Conventional banks and insurers are removed as well, because they charge interest which is unacceptable or ‘haram’ in Islamic law (Sharia). Examples of Sharia-compliant, thus ‘halal,’ blue chips are British Petroleum, Cisco Systems, Coca Cola, Novartis and China Mobile.
Go East!
Ties between the Arab world and the Far East have been getting closer since 9/11. In order to avoid too much reliance on Western economies, the oil states are reaching out to Beijing as a new partner.
“We have a 20 pe cent holding in Citic International Assets Management Company in Hong Kong, which invests international funds in China”, says Michael Lee, CEO of Islamic bank Ithmaar.
China’s state-owned oil giant, Sinopec, became a major player in the Persian Gulf’s oil fields. State visits between GCC monarchs and China’s president Hu Jintao have become regular.
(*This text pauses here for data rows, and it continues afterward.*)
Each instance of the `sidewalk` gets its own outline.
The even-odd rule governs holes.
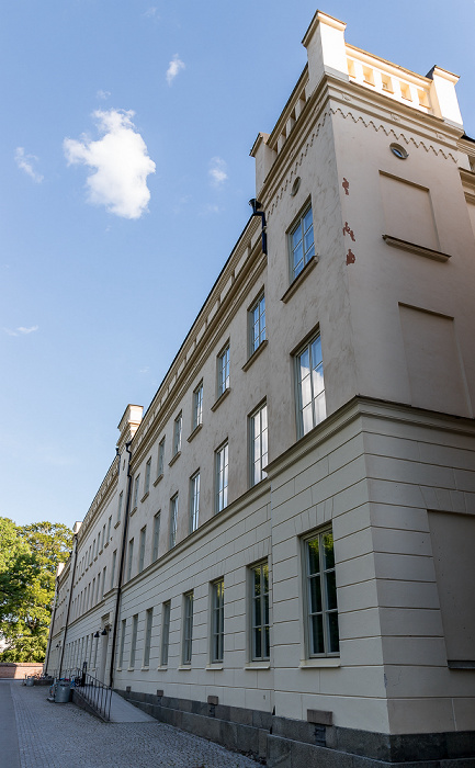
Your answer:
[[[5,748],[15,746],[14,704],[20,761],[5,760]],[[46,701],[47,688],[19,682],[0,684],[0,765],[4,768],[257,768],[255,760],[150,719],[131,722],[135,714],[121,708],[117,723],[102,723],[72,703]],[[124,702],[127,707],[132,707]],[[133,708],[135,710],[135,708]],[[7,729],[3,714],[10,716]],[[144,715],[140,712],[140,715]],[[117,712],[118,716],[118,712]],[[10,733],[1,733],[9,731]]]

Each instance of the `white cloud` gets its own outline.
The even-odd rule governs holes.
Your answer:
[[[179,55],[174,54],[167,69],[167,82],[169,86],[171,86],[181,69],[184,69],[184,64],[180,59]]]
[[[150,8],[147,8],[145,13],[142,14],[144,19],[154,19],[155,21],[158,21],[160,16],[158,15],[158,8],[155,5],[150,5]]]
[[[93,142],[65,138],[64,151],[68,165],[82,163],[93,169],[87,181],[88,202],[104,205],[123,218],[140,218],[147,210],[150,192],[147,176],[155,173],[155,162],[132,122],[134,112],[109,110],[93,112],[103,137]]]
[[[43,177],[41,173],[36,173],[35,169],[33,168],[33,163],[37,162],[37,157],[35,155],[25,155],[25,150],[23,147],[16,147],[15,151],[15,162],[19,168],[22,169],[33,181],[36,181],[37,184],[39,184],[43,181]]]
[[[25,336],[26,334],[33,334],[38,328],[39,326],[32,326],[31,328],[20,326],[20,328],[15,328],[15,330],[12,330],[11,328],[3,328],[3,330],[8,336]]]
[[[213,157],[210,160],[208,176],[213,187],[222,187],[227,179],[226,162],[220,157]]]

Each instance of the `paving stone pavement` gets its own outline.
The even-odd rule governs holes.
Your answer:
[[[48,689],[11,684],[21,768],[257,768],[259,763],[171,725],[102,723]],[[0,755],[0,767],[4,765]]]

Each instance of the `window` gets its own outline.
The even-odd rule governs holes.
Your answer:
[[[138,550],[138,573],[139,574],[144,571],[146,537],[147,537],[147,526],[144,526],[144,528],[140,530],[140,542],[139,542],[139,550]]]
[[[261,405],[249,417],[250,484],[256,485],[267,476],[268,465],[268,407]]]
[[[203,382],[193,392],[193,429],[203,423]]]
[[[161,477],[163,474],[165,464],[165,438],[158,443],[158,466],[157,466],[157,477]]]
[[[291,279],[302,272],[307,261],[315,256],[314,223],[312,206],[307,208],[297,224],[290,231]]]
[[[144,485],[144,496],[150,490],[150,471],[151,471],[151,456],[145,465],[145,485]]]
[[[216,451],[216,512],[227,507],[228,443]]]
[[[256,352],[262,341],[265,341],[265,297],[263,295],[249,310],[249,357]]]
[[[114,587],[116,562],[117,562],[117,550],[114,550],[114,552],[112,553],[111,589],[113,589],[113,587]]]
[[[177,543],[178,494],[170,499],[170,550]]]
[[[212,584],[211,660],[223,662],[224,655],[224,579]]]
[[[338,607],[333,535],[321,531],[304,541],[306,634],[309,656],[338,654]]]
[[[160,651],[160,666],[166,667],[168,665],[168,647],[170,642],[170,610],[171,602],[167,600],[163,602],[161,612],[161,651]]]
[[[131,580],[133,557],[134,557],[134,540],[131,539],[131,541],[128,542],[127,581]]]
[[[183,417],[180,414],[174,419],[173,426],[173,456],[181,451],[181,428],[182,428]]]
[[[137,504],[138,504],[138,488],[140,486],[140,475],[137,475],[135,478],[135,486],[134,486],[134,504],[132,505],[134,509],[136,509]]]
[[[298,432],[301,437],[323,421],[325,405],[321,341],[317,336],[296,355]]]
[[[144,667],[150,664],[151,624],[154,622],[154,609],[149,608],[145,619],[145,645],[144,645]]]
[[[260,563],[251,568],[251,658],[270,658],[269,639],[269,565]]]
[[[229,345],[217,357],[217,396],[229,389]]]
[[[191,664],[192,643],[193,643],[193,592],[183,595],[183,648],[182,664]]]
[[[124,644],[125,644],[125,628],[127,624],[127,620],[123,619],[122,620],[122,629],[121,629],[121,645],[118,648],[118,668],[122,668],[122,665],[124,664]],[[92,645],[92,642],[91,642]]]
[[[158,547],[160,544],[160,512],[154,516],[154,541],[151,546],[151,562],[158,557]]]
[[[132,639],[131,639],[131,657],[128,659],[129,668],[135,666],[135,648],[137,646],[137,626],[138,626],[138,613],[132,617]]]
[[[200,471],[190,477],[190,533],[196,530],[200,513]]]
[[[118,494],[118,506],[117,506],[117,522],[121,522],[121,515],[122,515],[122,502],[124,500],[124,492],[121,490]]]

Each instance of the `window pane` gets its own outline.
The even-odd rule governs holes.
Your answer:
[[[321,613],[310,617],[312,621],[312,653],[324,653],[324,622]]]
Bahrain’s bank executives agree that the time for looking is ripe. “If everyone is reluctant to invest and go into new ventures, then all the economies will start to be affected,” says Dr. Jamil El Jaroudi, CEO of Elaf Bank.
Edgar de Picciotto, Chairman of Geneva-based UBP says, if he had a good piece of advice for a university graduate today, it would not be “Go West, young man,” as in the 19th century, but rather “Go East, my son”.
It seems in the post-financial crisis era, the sun is rising between the Persian Gulf and China.